My interest in reading the book was inspired by some of the celebrated cases involving Miscarriages of Justice in the UK, cases of the Guildford Four & Birmingham Six. Also, over the years I have come across Lawyers like Mike Mansfield QC (who I invited to BCR 103.1fm show in 2009, to discuss his book: 'Memoirs of a Radical Lawyer', 2009. Sadly, due to pressure of time Mike could not make it to that show - whilst visiting Sheffield, on his book launch. Although, he is mentioned in this book in connection with innocent victims like Birmingham Six, James Hanratty, Timothy Evans & Derek Bentley - with reference to Lord Denning's continued intransigence in supporting the police & he sadly succumbed to dementia.

The key argument in the book is that the lawyer-run adversarial/accusatorial system - as used in the UK & former colonies actually conceals, and controls evidence & hearings can take weeks, months to years in serious Criminal cases.
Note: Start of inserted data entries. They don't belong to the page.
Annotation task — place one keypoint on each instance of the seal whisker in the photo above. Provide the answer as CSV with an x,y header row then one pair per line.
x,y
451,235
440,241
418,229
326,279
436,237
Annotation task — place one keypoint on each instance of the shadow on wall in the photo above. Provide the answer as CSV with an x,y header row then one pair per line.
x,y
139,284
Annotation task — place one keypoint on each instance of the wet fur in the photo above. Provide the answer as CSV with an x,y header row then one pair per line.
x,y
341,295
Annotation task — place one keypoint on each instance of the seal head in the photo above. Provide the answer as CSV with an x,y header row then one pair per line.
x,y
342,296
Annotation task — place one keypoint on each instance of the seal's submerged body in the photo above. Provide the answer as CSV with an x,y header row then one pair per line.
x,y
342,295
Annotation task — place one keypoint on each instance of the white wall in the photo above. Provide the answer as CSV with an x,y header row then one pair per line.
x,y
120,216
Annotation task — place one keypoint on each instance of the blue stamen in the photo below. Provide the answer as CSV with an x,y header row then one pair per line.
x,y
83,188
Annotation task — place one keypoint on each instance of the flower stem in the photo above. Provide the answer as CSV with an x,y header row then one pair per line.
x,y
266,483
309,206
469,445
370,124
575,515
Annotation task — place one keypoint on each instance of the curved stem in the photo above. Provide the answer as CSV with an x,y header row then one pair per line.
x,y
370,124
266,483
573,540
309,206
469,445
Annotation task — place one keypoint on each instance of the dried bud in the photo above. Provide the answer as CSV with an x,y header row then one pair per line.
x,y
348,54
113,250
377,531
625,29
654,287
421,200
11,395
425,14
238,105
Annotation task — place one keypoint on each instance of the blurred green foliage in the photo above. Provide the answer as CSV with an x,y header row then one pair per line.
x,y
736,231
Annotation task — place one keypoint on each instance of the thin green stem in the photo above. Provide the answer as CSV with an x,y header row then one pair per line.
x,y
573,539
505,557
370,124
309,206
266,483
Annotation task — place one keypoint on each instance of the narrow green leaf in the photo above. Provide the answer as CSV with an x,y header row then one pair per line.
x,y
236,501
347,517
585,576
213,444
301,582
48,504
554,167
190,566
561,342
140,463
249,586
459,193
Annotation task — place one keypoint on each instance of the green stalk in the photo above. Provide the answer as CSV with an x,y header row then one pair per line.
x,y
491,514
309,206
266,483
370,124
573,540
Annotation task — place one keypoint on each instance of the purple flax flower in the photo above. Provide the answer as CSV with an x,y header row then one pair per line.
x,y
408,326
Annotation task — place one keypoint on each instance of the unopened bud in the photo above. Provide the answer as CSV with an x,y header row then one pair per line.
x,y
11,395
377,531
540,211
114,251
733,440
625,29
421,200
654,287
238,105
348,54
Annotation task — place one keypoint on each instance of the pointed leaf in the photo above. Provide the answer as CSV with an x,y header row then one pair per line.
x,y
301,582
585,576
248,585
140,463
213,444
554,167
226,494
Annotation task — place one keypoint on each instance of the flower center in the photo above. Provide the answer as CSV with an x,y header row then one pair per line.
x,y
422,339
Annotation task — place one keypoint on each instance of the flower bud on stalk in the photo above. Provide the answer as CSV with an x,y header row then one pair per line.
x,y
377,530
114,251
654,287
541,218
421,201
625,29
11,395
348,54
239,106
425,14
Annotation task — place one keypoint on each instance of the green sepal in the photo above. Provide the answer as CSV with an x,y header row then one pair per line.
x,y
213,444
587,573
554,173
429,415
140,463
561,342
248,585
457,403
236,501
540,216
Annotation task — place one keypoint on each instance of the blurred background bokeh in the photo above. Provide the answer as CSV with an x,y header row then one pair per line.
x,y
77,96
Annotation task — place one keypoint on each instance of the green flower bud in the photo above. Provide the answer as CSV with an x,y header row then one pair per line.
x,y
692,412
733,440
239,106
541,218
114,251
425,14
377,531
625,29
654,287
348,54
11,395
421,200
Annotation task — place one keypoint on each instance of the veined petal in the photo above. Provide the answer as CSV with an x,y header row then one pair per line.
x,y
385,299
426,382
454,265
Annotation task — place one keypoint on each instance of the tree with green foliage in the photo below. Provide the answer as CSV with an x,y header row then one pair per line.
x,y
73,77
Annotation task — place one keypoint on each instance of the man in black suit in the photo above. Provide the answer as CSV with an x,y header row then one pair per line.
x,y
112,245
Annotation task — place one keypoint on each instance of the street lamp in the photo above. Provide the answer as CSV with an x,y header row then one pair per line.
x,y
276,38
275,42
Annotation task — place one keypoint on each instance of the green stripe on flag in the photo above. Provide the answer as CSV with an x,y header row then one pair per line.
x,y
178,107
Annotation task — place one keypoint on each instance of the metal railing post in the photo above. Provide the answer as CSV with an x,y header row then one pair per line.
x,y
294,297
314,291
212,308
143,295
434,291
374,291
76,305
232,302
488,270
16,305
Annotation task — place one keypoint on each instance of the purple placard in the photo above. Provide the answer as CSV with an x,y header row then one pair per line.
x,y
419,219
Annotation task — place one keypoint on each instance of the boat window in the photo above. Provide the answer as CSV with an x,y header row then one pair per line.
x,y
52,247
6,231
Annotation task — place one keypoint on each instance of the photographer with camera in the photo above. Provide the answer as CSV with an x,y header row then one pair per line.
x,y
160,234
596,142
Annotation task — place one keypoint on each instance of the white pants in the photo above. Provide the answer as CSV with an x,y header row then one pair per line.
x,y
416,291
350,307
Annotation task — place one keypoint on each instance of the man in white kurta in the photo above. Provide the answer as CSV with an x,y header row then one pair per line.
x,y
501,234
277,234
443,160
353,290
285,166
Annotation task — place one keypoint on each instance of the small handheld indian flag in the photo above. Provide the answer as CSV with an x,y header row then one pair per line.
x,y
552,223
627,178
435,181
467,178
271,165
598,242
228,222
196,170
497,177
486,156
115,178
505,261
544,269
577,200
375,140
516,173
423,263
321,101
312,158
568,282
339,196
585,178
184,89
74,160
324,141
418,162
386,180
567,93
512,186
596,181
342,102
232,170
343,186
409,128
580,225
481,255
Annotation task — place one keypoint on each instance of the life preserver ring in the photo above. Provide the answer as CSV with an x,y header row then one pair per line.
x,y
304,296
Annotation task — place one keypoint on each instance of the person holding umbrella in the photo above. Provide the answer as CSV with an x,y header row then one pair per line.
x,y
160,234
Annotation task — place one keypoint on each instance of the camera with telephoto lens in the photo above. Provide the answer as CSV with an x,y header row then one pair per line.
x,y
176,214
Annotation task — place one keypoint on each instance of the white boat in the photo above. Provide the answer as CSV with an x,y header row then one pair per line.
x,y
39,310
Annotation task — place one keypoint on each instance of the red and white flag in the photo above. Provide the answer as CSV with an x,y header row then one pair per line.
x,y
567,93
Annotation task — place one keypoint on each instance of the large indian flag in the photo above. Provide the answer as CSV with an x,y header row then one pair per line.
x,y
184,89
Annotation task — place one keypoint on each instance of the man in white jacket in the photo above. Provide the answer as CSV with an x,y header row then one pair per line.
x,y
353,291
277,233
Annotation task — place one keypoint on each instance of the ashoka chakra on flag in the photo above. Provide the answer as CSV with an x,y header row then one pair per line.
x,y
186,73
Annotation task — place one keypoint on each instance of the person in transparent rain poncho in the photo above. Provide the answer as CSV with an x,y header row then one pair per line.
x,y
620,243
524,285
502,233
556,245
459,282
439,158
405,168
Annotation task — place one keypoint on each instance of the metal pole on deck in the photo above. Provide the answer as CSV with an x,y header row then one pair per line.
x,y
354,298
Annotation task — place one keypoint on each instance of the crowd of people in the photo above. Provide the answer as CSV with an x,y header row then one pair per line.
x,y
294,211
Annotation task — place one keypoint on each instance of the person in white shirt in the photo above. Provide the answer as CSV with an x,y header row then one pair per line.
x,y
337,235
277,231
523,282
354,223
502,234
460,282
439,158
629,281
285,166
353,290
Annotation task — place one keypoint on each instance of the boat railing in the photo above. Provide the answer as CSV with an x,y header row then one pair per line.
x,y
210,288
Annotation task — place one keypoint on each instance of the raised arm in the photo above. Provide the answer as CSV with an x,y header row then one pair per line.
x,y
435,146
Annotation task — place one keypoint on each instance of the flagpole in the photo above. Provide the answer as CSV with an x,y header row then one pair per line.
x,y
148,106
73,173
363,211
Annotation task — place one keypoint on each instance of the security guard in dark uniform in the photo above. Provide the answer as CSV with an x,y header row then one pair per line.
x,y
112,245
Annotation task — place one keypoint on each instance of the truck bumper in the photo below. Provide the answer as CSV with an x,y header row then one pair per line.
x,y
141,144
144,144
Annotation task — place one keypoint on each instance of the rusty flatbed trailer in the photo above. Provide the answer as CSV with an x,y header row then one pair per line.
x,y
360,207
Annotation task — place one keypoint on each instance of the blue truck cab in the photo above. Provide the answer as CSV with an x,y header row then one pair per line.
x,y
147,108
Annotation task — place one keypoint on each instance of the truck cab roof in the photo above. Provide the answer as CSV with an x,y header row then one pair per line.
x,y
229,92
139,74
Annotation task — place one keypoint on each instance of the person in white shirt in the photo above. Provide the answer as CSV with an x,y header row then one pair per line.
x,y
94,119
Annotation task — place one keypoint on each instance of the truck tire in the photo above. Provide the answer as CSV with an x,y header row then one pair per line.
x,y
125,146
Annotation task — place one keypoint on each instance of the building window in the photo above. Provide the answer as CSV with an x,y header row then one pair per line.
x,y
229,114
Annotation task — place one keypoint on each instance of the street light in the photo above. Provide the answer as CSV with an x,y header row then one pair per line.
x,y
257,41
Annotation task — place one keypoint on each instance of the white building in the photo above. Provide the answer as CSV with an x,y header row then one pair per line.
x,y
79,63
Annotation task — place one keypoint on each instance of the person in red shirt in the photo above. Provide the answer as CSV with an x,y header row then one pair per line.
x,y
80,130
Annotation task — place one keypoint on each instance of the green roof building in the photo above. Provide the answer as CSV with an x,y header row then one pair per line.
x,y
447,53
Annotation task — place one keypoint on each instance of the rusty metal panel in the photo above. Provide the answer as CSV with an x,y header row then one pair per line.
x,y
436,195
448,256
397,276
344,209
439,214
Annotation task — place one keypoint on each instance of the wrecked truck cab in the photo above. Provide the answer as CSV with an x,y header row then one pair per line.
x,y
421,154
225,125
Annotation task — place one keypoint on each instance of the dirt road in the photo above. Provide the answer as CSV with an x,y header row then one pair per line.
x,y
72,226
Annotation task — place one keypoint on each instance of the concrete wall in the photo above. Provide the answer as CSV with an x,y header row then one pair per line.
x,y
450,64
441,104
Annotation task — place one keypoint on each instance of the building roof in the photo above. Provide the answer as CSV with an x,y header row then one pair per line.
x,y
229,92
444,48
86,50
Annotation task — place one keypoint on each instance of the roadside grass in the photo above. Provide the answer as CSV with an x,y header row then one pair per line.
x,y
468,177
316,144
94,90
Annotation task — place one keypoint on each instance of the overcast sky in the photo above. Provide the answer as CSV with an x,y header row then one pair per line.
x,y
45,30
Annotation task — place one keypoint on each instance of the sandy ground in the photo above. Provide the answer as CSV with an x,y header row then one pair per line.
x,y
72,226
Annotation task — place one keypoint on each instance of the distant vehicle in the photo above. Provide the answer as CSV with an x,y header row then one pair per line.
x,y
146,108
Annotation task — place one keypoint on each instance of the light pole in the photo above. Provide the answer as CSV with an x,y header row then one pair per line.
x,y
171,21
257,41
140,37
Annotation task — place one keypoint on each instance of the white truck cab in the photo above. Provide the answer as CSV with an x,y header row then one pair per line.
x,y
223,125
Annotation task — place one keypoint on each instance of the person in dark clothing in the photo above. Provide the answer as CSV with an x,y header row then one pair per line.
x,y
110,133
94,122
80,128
In fact, Whitton elaborates: 'there are 24 anti-truth devices that allow 50% of guilty accused to escape justice'. In contrast, to the truth/investigative system of 'trained Judges control evidence and the truth-finding approach takes a few hours, 95% of guilty accused are convicted'. Hence, ending in the glaringly and obvious historical 'organised criminal start of common law & Legal Cartel' which clearly was designed to make more, more for lawyers & judges from the outset (my emphasis).

Overall, he (Whitton) argues that the investigative system is widespread and is found to be cost-effective in many European countries & used in Japan. His research in this book proves that point eloquently and that: 'the vast majority of voters will support change to a truth-seeking system: trial lawyers are less than 0.2% of the population; the public are 99.8%'.

Finally, the book is a masterpiece and it is a must buy, verging on being addictive reading!